Tianjin, a Port in China, Is Rocked by Explosions That Killed Dozens – NYT At least 44 died and hundreds were reported injured in the blasts, which caused a huge fireball in the city, about 90 miles east of Beijing. Thunderous, fiery explosions at a warehouse containing hazardous goods traumatized this northeast port city late Wednesday, killing at least 44 people, injuring at least 400, shattering glasss on scores of high-rise buildings and causing other extensive damage. The force of the blasts registered on earthquake scales and was felt miles away.
Shwe Mann Removed as Ruling Party Chairman Amid Midnight Reshuffle – The Irrawaddy Burma’s ruling party leadership was reshuffled amid confusion and high tension in Naypyidaw on Wednesday night, with the party’s chairman Shwe Mann removed from his post and replaced with party vice chairman Htay Oo, according to sources close to the matter. Security was tight outside the Union Solidarity and Development Party (USDP) headquarters in the nation’s capital and outside the residences of several top party officials as the political maneuverings took shape late into the night and early morning.//Look for ExSE analysis on this news tomorrow.
Japan’s leader stops short of WWII apology – The Washington Post Prime Minister Shinzo Abe offered his remorse for all those who died as a result of Japan’s World War II actions on Friday — the eve of the 70th anniversary of his country’s surrender — but avoided explicitly repeating the apologies of his predecessors.

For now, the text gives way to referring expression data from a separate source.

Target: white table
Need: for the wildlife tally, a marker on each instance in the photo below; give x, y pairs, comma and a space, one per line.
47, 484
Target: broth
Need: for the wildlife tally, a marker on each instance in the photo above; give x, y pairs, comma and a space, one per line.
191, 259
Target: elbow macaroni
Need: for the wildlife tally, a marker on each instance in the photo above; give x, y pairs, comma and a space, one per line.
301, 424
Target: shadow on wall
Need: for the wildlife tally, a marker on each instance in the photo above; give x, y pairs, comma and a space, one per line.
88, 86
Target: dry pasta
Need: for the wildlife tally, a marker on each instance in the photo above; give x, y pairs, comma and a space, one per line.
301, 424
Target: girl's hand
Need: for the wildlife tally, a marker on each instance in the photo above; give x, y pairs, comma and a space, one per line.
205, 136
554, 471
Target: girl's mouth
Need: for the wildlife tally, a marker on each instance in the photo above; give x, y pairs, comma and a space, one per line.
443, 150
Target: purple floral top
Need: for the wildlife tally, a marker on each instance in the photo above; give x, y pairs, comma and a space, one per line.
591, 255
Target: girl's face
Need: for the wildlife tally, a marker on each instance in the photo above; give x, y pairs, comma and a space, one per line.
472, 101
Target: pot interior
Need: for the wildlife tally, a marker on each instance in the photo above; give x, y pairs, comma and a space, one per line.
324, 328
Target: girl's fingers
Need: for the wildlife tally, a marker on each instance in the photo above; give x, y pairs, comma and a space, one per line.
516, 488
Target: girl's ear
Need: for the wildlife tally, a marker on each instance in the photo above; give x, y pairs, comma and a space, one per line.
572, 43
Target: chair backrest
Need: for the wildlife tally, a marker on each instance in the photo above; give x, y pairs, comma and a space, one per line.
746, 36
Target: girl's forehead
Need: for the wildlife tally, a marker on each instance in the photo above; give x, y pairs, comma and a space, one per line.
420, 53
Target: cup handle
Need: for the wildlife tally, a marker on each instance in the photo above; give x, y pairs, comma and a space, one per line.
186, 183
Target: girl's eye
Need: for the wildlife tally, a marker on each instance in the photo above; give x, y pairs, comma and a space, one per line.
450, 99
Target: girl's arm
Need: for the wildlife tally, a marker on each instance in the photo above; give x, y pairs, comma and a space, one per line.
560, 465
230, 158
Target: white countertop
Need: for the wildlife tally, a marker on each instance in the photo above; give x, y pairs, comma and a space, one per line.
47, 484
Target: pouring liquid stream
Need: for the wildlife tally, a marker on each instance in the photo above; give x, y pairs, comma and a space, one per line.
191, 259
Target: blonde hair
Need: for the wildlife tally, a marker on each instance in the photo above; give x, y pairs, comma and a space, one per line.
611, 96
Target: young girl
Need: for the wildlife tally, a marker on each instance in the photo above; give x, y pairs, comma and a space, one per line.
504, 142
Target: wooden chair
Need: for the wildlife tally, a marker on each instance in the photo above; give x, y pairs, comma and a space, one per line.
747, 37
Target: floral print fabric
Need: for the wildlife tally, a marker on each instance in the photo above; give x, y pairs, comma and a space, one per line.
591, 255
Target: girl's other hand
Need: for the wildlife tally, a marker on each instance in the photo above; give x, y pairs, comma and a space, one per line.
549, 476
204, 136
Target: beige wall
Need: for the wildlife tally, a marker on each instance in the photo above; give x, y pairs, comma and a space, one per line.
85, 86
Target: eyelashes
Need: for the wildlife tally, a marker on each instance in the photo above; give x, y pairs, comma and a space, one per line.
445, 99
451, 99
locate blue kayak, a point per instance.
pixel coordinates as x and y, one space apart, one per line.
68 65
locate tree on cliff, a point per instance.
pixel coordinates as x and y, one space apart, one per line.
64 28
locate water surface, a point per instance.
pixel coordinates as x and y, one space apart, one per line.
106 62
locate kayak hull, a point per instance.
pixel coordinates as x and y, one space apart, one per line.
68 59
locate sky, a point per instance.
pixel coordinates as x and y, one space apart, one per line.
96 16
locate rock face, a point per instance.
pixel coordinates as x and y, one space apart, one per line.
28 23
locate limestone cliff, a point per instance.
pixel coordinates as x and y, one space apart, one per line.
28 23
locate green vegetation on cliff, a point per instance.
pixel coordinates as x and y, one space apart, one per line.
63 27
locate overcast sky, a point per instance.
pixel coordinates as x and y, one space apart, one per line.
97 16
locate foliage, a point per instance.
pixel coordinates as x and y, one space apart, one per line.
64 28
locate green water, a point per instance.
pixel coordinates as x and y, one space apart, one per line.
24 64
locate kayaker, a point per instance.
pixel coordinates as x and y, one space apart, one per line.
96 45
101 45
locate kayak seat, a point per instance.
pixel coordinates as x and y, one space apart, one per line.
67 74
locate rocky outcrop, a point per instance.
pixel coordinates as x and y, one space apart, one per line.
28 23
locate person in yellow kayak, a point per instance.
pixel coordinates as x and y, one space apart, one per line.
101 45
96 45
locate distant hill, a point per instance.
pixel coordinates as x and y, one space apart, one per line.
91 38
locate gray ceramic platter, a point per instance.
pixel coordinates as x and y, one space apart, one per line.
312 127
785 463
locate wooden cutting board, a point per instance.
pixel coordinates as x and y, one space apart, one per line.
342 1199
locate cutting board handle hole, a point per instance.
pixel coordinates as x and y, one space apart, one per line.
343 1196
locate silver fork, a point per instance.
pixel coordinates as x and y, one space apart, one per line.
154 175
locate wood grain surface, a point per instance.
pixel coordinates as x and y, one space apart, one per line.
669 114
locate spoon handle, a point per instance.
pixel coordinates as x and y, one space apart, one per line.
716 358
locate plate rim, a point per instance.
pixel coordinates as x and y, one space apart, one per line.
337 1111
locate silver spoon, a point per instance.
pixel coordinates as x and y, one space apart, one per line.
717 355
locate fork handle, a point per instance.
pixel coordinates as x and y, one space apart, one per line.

In a carefully phrased statement that Abe read to reporters and that was broadcast live on television, the prime minister talked about Japan’s past repentance for its actions but determinedly tried to look to the “peace and prosperity” of Japan’s future. // The multiple opinion pieces in Asian papers on how Abe’s apology wasn’t enough show there’s still anger towards Japan.
Recent Arrests Highlight Laos Drug Problems – Radio Free Asia Seizures of large quantities of synthetic drugs and their precursor chemicals by Lao police in recent months point to renewed efforts by authorities to slow growing rates of addiction in the impoverished, one-party state, sources say. In a major haul on July 23 at a warehouse near the border with Vietnam, police in central Laos’ Bolikhamxay province seized over 5 metric tons of chemicals used in the production of amphetamines, a senior police official told RFA’s Lao Service this week. Assisted by police from neighboring Vietnam, authorities also took into custody 10 Lao citizens and a Thai national, identified as the leader of the gang, Lt. Col. Bouakheua Ratthanavongsa, the province’s deputy commander of police, said.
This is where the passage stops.